By 2030, Labor wants half of Australia’s electricity needs met from renewable sources and a 45 per cent cut to national emissions. It says a transition away from coal is inevitable, but has no plans to shut down the industry. It has expressed scepticism about the Adani mine's future but has not pledged to stop it if Labor wins government.
The Greens say that by 2030, thermal coal exports and coal burning in Australia should cease.
WWF-Australia head of oceans Richard Leck said the reef authority’s explicit recognition of the need to stay below 1.5 degrees of warming was a “long time coming”.
“Now [a government agency] has made it absolutely clear that we need a climate policy that is consistent with 1.5 degrees or lower. We absolutely need to see that backed up by substance,” he said.
Fish swim among bleached coral in the Great Barrier Reef. Credit: Ove Hoegh-Guldberg
University of Queensland marine scientist Ove Hoegh-Guldberg, a lead author on IPCC reports, said the Morrison government was displaying “cognitive dissonance” by signing the Paris treaty but not taking strong climate action.
“You can’t have the Great Barrier Reef and the Adani mine, and what that [mine] represents in terms of future resource extraction. It is simply a big contradiction.”

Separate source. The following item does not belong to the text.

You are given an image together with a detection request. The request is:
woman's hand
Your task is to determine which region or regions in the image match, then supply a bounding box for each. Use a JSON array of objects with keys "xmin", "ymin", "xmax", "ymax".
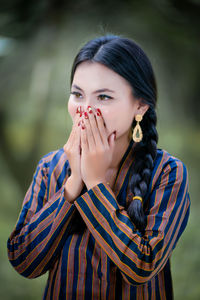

Professor Hoegh-Guldberg said Labor’s 45 per cent target aligned “with the very best science coming from the international community”.
Labor’s climate change and energy spokesman, Mark Butler, said the party “agrees that climate change poses a severe risk to the Great Barrier Reef and real action is long overdue”.
A spokesman for Environment Minister Melissa Price said limiting climate change was important for the reef but it was "a global problem requiring a global solution, and Australia is playing its part".
He cited the Coalition's $3.5 billion carbon solutions package and commitment to the Paris treaty and the $443.3 million grant to the Great Barrier Reef Foundation to improve the reef's health.